Take a long hard look at this relationship.

EmbarrassedUser · 28/09/2020 22:00

He sounds like a right tight wad @happydays67 If you spilt up after kids, that’ll be you getting £150pcm (or less) and that’s if he can be bothered to pay. Just buy your own place and have him over every once in a while.

combatbarbie · 28/09/2020 22:00

So your share of the house is 75% and that's been discussed?

doodleygirl · 28/09/2020 22:10

You would be mad to move in with him if he is really suggesting you pay more for food. He sounds mean and stingy.
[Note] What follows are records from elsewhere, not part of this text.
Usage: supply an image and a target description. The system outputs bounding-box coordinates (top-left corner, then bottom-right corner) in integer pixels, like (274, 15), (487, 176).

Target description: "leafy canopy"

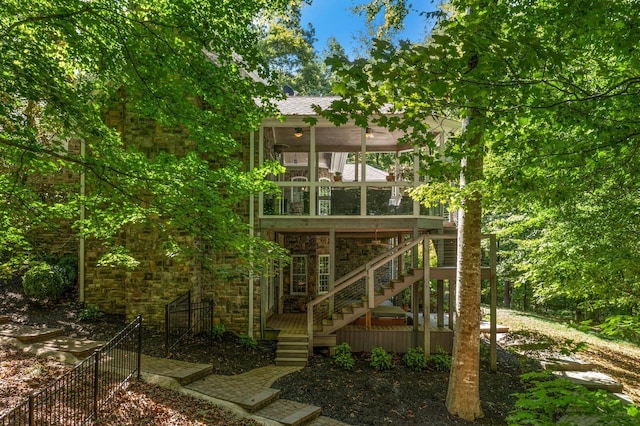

(0, 0), (290, 273)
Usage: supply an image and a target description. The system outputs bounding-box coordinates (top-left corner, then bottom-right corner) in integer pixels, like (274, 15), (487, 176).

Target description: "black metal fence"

(164, 290), (213, 358)
(0, 316), (142, 426)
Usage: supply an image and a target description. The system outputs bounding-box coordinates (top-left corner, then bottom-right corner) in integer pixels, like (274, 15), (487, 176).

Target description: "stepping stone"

(141, 355), (213, 386)
(255, 399), (322, 426)
(553, 371), (622, 393)
(0, 324), (62, 343)
(238, 388), (281, 413)
(32, 336), (104, 359)
(541, 356), (596, 371)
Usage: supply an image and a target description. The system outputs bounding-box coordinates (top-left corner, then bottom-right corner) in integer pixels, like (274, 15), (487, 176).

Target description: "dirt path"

(498, 309), (640, 404)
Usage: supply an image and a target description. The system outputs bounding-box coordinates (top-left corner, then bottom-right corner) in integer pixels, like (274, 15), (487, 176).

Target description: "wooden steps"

(276, 332), (309, 367)
(314, 269), (424, 336)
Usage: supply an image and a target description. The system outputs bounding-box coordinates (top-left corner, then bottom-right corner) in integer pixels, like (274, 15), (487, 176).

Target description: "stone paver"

(0, 323), (349, 426)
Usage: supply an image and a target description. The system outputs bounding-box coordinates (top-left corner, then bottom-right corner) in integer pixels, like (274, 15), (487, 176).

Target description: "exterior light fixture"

(364, 127), (373, 138)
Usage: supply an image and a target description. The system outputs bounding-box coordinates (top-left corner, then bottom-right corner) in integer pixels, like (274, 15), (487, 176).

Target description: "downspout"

(78, 139), (87, 303)
(247, 130), (256, 337)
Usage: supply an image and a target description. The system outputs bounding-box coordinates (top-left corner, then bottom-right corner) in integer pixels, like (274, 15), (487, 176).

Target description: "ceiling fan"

(358, 229), (390, 248)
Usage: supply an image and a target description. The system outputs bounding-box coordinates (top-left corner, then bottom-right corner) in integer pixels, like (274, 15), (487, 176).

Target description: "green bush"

(240, 334), (258, 349)
(507, 372), (640, 425)
(402, 346), (427, 371)
(209, 323), (227, 340)
(369, 346), (393, 370)
(22, 262), (69, 301)
(78, 305), (104, 321)
(427, 346), (451, 371)
(333, 342), (356, 370)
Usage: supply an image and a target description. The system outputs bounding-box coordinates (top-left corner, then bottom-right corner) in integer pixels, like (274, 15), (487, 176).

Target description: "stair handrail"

(367, 235), (426, 309)
(307, 235), (427, 351)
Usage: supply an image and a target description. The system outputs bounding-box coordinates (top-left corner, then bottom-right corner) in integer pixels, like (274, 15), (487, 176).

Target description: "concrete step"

(553, 371), (622, 393)
(540, 357), (596, 371)
(278, 332), (309, 343)
(278, 339), (309, 351)
(276, 358), (308, 367)
(238, 388), (281, 413)
(276, 346), (309, 361)
(309, 416), (350, 426)
(0, 323), (62, 343)
(141, 355), (213, 386)
(255, 399), (322, 426)
(24, 336), (104, 359)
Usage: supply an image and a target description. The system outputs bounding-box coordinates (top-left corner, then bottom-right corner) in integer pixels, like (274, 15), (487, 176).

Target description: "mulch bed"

(0, 280), (532, 425)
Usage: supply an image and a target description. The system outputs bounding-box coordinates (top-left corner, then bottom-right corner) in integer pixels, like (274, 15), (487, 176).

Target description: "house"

(75, 96), (495, 363)
(253, 97), (500, 364)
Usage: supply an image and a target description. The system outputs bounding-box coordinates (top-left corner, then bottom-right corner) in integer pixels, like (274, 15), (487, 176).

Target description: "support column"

(489, 235), (498, 373)
(422, 237), (431, 355)
(436, 280), (444, 327)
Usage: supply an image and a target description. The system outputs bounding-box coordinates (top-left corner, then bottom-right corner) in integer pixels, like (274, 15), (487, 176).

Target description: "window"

(318, 178), (331, 216)
(291, 254), (307, 294)
(318, 254), (331, 294)
(289, 176), (307, 214)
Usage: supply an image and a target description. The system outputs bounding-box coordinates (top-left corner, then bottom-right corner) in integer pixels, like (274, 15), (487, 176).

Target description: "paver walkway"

(0, 316), (348, 426)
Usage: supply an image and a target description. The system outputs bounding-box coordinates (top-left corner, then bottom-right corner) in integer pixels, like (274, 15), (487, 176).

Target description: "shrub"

(369, 346), (393, 370)
(427, 346), (451, 371)
(240, 334), (258, 349)
(78, 305), (104, 321)
(209, 323), (227, 340)
(507, 372), (640, 425)
(402, 346), (427, 371)
(22, 262), (68, 301)
(333, 342), (356, 370)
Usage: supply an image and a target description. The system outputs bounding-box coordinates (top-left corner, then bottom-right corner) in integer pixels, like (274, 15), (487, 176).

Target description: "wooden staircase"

(276, 332), (309, 367)
(314, 268), (424, 336)
(307, 236), (429, 353)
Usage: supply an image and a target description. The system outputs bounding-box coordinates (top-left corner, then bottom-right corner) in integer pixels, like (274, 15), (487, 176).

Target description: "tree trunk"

(447, 115), (483, 421)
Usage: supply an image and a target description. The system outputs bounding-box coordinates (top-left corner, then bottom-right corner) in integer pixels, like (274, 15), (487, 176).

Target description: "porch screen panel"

(318, 254), (331, 294)
(291, 254), (307, 294)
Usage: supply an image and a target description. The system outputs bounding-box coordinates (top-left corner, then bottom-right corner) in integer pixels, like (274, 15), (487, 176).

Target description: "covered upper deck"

(254, 96), (460, 228)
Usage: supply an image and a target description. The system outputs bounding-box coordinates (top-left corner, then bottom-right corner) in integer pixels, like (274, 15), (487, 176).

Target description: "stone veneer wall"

(283, 235), (391, 312)
(85, 107), (260, 333)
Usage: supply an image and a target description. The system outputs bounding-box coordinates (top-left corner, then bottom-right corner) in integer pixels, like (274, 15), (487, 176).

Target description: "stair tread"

(251, 399), (322, 425)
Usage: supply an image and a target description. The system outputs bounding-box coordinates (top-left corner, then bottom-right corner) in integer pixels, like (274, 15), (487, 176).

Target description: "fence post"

(187, 290), (191, 332)
(164, 304), (170, 358)
(29, 394), (36, 426)
(93, 349), (100, 421)
(136, 315), (142, 380)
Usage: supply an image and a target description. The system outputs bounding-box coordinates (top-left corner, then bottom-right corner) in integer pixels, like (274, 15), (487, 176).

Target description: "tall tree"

(326, 0), (640, 420)
(0, 0), (295, 273)
(262, 0), (331, 96)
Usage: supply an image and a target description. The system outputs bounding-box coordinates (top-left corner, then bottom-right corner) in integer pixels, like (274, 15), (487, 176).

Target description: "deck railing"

(0, 316), (142, 426)
(307, 236), (427, 346)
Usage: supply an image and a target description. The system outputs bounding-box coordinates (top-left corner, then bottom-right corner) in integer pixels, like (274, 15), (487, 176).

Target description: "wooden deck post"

(489, 234), (498, 373)
(424, 237), (431, 355)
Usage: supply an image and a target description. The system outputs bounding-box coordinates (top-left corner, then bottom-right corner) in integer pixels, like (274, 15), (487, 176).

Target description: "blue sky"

(302, 0), (438, 56)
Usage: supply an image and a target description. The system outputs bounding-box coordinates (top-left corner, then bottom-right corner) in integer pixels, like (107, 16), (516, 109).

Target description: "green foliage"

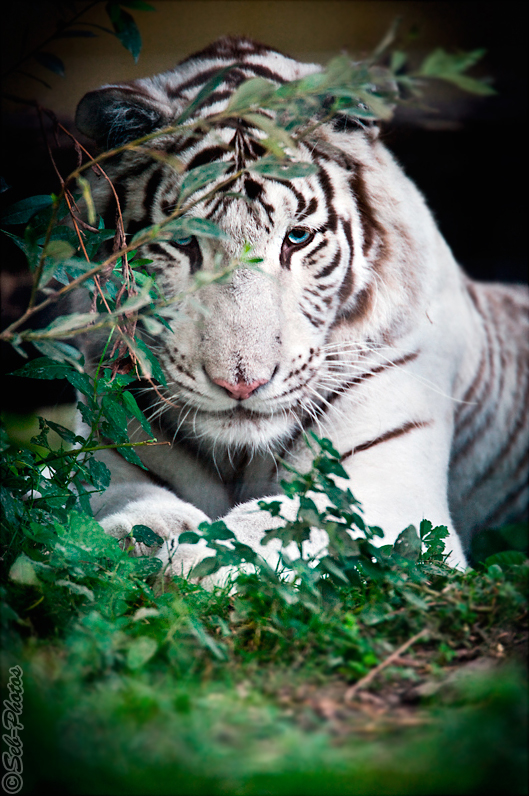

(0, 26), (529, 794)
(4, 0), (155, 88)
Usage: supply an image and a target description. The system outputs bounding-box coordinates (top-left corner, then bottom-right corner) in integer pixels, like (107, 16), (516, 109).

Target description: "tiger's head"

(76, 38), (440, 454)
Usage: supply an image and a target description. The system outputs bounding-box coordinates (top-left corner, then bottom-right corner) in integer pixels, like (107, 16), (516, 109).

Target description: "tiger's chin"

(188, 406), (298, 450)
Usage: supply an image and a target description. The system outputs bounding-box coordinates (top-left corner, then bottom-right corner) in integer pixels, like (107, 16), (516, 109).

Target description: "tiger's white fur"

(77, 38), (529, 574)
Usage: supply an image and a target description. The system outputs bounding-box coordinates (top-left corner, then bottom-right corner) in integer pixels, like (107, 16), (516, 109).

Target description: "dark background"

(1, 0), (527, 412)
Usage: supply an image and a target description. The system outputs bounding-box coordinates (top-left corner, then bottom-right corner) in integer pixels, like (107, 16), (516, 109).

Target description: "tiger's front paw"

(100, 495), (214, 576)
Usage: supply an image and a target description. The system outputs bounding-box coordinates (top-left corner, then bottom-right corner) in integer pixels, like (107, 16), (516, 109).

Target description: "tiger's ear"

(75, 83), (172, 149)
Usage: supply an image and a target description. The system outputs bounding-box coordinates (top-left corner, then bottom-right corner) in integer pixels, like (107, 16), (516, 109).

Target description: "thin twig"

(344, 628), (430, 702)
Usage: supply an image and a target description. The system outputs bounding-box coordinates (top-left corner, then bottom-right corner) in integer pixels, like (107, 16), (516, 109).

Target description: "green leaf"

(2, 194), (53, 225)
(132, 525), (163, 547)
(227, 77), (276, 112)
(121, 390), (152, 434)
(9, 554), (40, 586)
(127, 636), (158, 669)
(175, 64), (237, 125)
(77, 176), (97, 226)
(393, 525), (421, 561)
(198, 520), (235, 540)
(46, 419), (79, 445)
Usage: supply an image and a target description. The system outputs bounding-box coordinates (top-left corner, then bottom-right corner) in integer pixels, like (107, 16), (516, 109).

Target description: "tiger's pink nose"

(212, 379), (268, 401)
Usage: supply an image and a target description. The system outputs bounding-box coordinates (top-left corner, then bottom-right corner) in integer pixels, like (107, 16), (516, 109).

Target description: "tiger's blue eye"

(286, 227), (314, 246)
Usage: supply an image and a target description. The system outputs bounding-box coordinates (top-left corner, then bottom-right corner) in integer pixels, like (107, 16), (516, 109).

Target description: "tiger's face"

(78, 38), (424, 454)
(125, 132), (376, 454)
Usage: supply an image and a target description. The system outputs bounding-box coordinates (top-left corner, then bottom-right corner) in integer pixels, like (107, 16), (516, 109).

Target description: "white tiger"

(76, 37), (529, 574)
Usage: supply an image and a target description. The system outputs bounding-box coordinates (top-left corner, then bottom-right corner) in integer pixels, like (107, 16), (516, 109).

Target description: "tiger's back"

(449, 280), (529, 539)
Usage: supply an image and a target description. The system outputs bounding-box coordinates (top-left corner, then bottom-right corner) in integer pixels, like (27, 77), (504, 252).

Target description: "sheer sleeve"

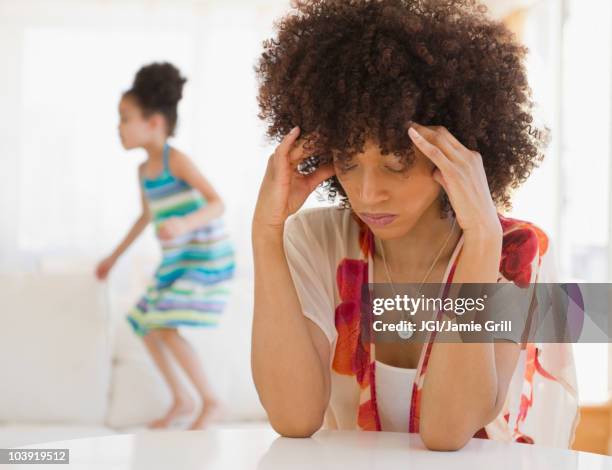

(283, 212), (337, 343)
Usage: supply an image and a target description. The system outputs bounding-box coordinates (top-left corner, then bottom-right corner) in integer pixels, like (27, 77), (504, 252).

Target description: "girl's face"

(334, 141), (441, 239)
(119, 96), (157, 150)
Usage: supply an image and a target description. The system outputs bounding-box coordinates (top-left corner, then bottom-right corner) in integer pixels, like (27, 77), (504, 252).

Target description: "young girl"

(96, 63), (234, 429)
(252, 0), (578, 450)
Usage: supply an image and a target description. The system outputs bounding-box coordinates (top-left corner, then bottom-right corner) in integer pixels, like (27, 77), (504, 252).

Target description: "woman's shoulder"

(497, 213), (551, 286)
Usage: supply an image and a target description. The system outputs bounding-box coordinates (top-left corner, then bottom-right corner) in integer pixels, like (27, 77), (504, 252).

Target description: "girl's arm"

(251, 128), (334, 437)
(96, 165), (151, 279)
(169, 149), (225, 232)
(111, 165), (151, 260)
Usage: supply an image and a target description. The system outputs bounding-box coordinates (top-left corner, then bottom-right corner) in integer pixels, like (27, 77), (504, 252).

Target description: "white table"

(10, 428), (612, 470)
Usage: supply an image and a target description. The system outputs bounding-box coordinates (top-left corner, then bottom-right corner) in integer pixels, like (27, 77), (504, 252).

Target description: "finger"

(274, 126), (300, 161)
(303, 163), (336, 191)
(432, 168), (448, 194)
(412, 121), (463, 161)
(289, 139), (308, 166)
(408, 127), (453, 174)
(413, 121), (468, 151)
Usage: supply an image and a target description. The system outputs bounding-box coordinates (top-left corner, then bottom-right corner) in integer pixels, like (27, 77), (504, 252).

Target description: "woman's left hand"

(408, 121), (502, 238)
(157, 217), (189, 240)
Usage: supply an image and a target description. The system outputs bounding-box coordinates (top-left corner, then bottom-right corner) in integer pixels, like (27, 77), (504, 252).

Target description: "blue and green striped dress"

(127, 144), (235, 336)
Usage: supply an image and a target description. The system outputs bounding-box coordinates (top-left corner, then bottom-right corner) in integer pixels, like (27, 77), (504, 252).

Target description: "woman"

(252, 0), (577, 450)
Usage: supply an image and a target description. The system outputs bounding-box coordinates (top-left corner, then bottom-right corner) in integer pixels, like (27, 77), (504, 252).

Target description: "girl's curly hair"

(123, 62), (187, 136)
(255, 0), (549, 213)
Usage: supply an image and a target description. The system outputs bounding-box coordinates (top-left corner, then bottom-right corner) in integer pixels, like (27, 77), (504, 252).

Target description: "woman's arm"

(251, 128), (334, 437)
(251, 227), (330, 437)
(410, 123), (520, 450)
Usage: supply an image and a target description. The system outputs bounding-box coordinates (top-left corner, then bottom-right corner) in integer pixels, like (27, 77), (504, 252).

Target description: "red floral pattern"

(332, 214), (555, 443)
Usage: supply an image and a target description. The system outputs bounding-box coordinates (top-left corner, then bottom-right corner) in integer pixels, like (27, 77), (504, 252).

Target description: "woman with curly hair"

(252, 0), (577, 450)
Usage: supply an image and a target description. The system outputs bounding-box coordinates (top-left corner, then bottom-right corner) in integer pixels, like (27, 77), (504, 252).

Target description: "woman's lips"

(360, 212), (397, 227)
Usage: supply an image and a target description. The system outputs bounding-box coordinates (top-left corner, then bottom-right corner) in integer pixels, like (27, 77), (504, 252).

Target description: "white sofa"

happydays67 · 28/09/2020 22:27

@combatbarbie yes so it would say in the deed 75% is mine, and the remaining 25% plus any
Profit is split equally

OP posts:
newnameforthis123 · 28/09/2020 22:28

He pays less than half what he should be if she was to pursue him for maintenance through formal channels.

He will have four times your disposable income and is quibbling over toiletries despite this.

He sounds like a dick to be honest. He contributes £150 towards housing, clothing, feeding, hobbies... of his own child. Do you think that's what a decent parent does?

newnameforthis123 · 28/09/2020 22:29

By "she" I mean the mother of his child, obviously.

combatbarbie · 28/09/2020 22:43

If you can afford another 25% then yes absolutely do it but I'd be inclined due to salaries that it's 50/50 so he pays the mortgage,and rest of bills are 50/50. If he's going to quibble over what a 5yr old eats, tell him to grow up.